For 20-year old Aisha Hunte, working for the country's top aerospace company and being involved with the International Space Station (ISS) program is more than just a dream come true. For this Texas Southern University (TSU) junior, it's been her passport to a new frontier and a possible future in an industry that has been traditionally under-represented by women and other minorities.
Hunte, a computer science major, will complete her six-month participation in a cooperative program at Boeing [NYSE: BA] in June and walk a way with experiences that few people can imagine.
"The most interesting part of my job is learning more about our country's space program, especially the experiments that are being conducted aboard the International Space Station," she says. "This co-op experience has exposed me to different software programming tools, technical documentation, payload software subsets, and practical implementation of the information I learn in school."
Hunte works full time supporting the ISS payload integration team while attending evening classes as a full-time student at TSU. The payload integration team is responsible for executing and coordinating ISS payload engineering, analytical integration, operations, planning and safety. Among her duties are editing software documents that ensure payloads communicate properly on the ISS and debugging software tools.
"What I like about computer science is that it combines math, science and critical thinking skills. It allows me to appreciate computer programming more because you can write software that automates tasks or extremely reduces the time that it takes to complete them," Hunte adds.
The co-op program is a new venture between Boeing, subcontractor Geo Control Systems, NASA and TSU. It is designed as an avenue for introducing college graduates to the aerospace industry and a method for Boeing to cultivate qualified candidates for permanent positions within the company. The co-op program, unlike most internships, allows participants to receive college credit while gaining valuable work experience.
"Texas Southern University prides itself in opening doors to new learning opportunities for students beyond the classroom and welcomes the advanced aerospace education, training and employment prospects presented by this partnership," says Dr. Priscilla D. Slade, TSU president. "We are confident that successful participants like Aisha will lead to more students receiving similar opportunities and build a mutually beneficial, lasting relationship with Geo Control and Boeing."
The co-op is coordinated by Geo Control, which matches qualified students from Historically Black Colleges and Universities (HBCUs) to specific work packages within Boeing that are complementary with the schools education curriculum.

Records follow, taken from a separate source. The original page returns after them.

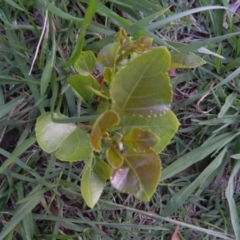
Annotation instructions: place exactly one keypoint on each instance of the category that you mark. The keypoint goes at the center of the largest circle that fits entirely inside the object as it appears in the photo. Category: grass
(199, 190)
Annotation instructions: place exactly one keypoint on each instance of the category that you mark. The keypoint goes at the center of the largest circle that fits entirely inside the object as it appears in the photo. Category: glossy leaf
(108, 75)
(69, 142)
(144, 43)
(107, 56)
(75, 147)
(91, 185)
(103, 123)
(143, 86)
(102, 169)
(114, 158)
(139, 139)
(85, 64)
(186, 60)
(79, 83)
(138, 175)
(164, 127)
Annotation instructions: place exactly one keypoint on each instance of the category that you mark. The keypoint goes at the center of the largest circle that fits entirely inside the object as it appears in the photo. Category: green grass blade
(181, 196)
(17, 152)
(232, 205)
(197, 154)
(21, 213)
(92, 6)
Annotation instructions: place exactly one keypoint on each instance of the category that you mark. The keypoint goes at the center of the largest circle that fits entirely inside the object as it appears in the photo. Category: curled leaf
(139, 139)
(114, 158)
(107, 120)
(138, 175)
(143, 87)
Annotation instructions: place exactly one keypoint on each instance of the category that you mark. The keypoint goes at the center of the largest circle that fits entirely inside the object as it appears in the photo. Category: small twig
(202, 98)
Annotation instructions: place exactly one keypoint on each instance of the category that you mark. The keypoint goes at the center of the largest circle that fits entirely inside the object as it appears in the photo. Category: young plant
(131, 93)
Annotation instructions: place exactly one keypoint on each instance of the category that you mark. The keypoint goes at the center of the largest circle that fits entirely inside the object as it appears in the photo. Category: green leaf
(102, 169)
(143, 86)
(144, 43)
(139, 139)
(91, 185)
(164, 127)
(69, 142)
(79, 83)
(108, 75)
(186, 60)
(139, 174)
(103, 123)
(75, 147)
(114, 158)
(85, 64)
(107, 56)
(49, 134)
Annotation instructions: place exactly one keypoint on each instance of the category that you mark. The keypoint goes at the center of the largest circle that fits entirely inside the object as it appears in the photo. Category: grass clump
(199, 188)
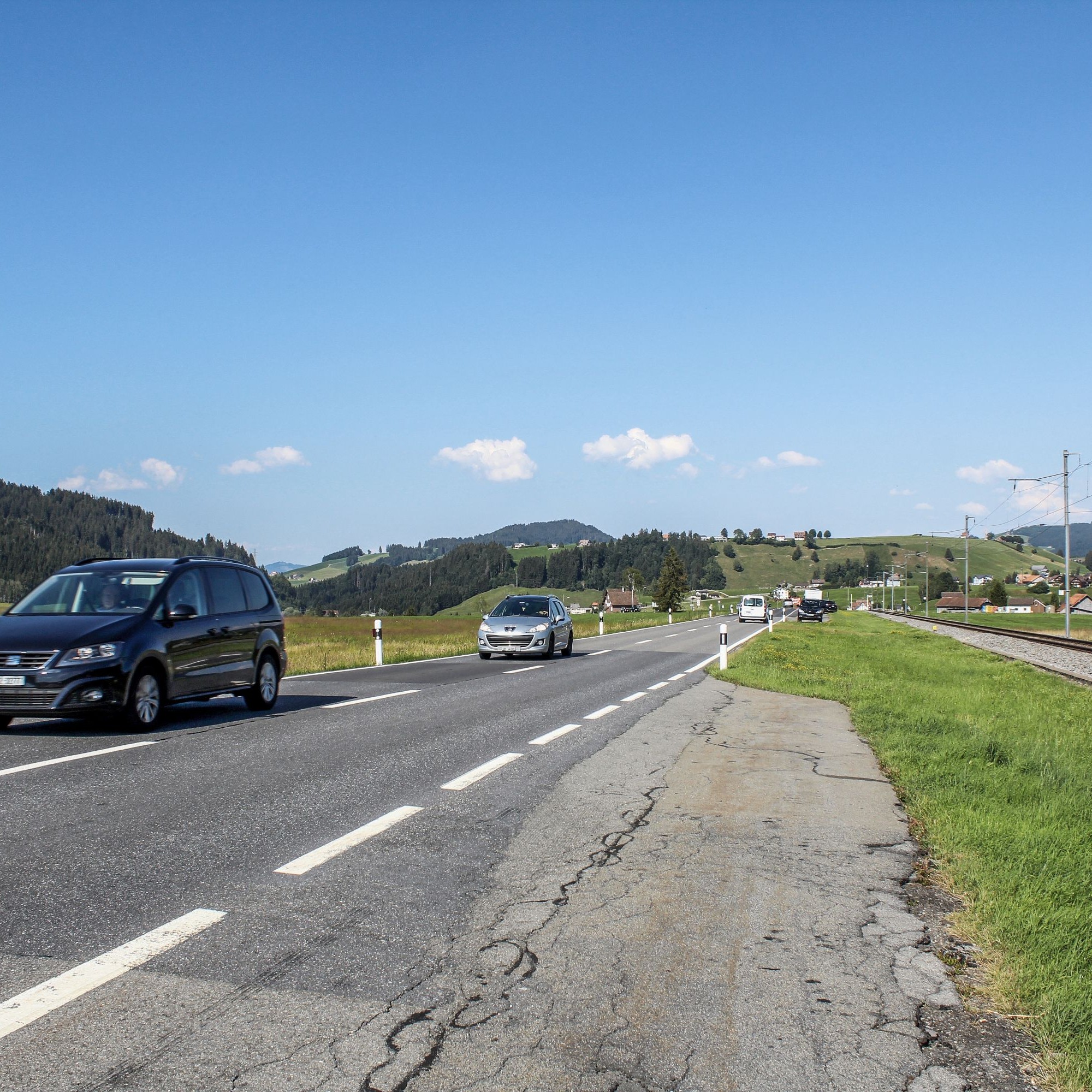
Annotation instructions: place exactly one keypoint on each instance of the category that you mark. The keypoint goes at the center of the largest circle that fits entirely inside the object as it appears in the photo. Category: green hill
(765, 566)
(43, 532)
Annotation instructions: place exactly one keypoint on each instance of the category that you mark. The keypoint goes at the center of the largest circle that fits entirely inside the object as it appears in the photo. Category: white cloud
(266, 460)
(796, 459)
(638, 450)
(494, 460)
(993, 470)
(162, 473)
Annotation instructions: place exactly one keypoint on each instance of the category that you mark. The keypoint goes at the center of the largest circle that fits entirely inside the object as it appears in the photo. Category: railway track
(1020, 637)
(1073, 644)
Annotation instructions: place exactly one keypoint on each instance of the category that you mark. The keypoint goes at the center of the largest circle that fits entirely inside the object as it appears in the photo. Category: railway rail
(1070, 645)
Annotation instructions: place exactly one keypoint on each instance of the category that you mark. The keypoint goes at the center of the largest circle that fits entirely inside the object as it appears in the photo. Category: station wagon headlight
(91, 654)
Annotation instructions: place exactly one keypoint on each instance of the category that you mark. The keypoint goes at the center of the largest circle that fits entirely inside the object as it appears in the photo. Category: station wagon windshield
(92, 594)
(527, 608)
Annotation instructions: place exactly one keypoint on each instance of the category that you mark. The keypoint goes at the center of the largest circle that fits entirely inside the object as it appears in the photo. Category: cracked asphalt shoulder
(716, 900)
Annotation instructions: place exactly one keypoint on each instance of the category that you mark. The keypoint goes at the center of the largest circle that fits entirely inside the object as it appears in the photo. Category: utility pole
(967, 564)
(1065, 503)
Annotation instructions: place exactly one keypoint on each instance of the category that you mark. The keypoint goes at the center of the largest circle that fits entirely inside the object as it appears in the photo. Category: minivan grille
(26, 661)
(27, 698)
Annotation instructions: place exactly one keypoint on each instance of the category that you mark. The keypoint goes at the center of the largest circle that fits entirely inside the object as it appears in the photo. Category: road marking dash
(601, 713)
(38, 1002)
(378, 697)
(325, 853)
(565, 730)
(73, 758)
(481, 771)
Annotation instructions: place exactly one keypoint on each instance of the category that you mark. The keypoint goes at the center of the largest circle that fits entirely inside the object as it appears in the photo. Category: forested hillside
(472, 568)
(42, 532)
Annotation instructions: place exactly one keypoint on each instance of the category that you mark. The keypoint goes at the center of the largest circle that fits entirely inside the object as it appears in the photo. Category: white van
(754, 609)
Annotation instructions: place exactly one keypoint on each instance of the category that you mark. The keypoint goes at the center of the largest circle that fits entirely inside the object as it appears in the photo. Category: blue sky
(311, 276)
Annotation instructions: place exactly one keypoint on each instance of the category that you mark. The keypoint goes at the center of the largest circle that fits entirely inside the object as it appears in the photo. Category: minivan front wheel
(145, 707)
(263, 696)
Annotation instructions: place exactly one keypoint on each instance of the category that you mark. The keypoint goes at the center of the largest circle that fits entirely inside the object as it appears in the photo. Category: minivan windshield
(528, 607)
(113, 592)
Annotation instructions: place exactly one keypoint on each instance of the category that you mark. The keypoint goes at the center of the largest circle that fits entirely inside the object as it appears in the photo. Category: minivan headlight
(91, 655)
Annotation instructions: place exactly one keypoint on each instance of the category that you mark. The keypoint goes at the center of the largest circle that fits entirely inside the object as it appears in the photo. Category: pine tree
(673, 584)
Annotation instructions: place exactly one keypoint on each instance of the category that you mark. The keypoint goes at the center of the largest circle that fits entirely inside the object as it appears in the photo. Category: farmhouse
(1024, 604)
(620, 599)
(952, 602)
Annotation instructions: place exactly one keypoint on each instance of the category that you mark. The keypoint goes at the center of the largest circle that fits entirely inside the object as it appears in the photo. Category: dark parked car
(128, 638)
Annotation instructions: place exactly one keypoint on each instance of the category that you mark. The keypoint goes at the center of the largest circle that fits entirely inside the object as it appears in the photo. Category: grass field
(767, 566)
(994, 764)
(325, 645)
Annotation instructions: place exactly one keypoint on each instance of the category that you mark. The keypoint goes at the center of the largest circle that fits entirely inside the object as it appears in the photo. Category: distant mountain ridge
(1054, 538)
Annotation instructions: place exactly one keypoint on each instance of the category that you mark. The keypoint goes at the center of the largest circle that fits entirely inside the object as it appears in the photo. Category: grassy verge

"We continually try to improve our support to historically black colleges and small disadvantaged businesses," explains Dr. Joe Mills, Boeing vice president and program manager, International Space Station. "Through this partnership with Geo Control, we're successfully achieving both these goals."
As a regular supporter of HBCUs, minority institutions and minority-owned businesses across the country, Boeing offers numerous business, employment and professional growth opportunities to various establishments. Career Communications Group, publisher of U.S. Black Engineer & Information Technology magazine, recently ranked Boeing first among corporations and U.S. government agencies in its support of historically black engineering schools in the United States.
Geo Control, an engineering services company, is one of 8 small and small minority-owned businesses providing engineering and technical support services to Boeing's payload integration team. It is working with TSU to place more student interns.
The Boeing NASA Systems organization, headquartered in Houston, is committed to being the leading global supplier of reusable and human space systems and services. The organization employs about 5,000 people, mostly in Texas, California, Florida and Alabama.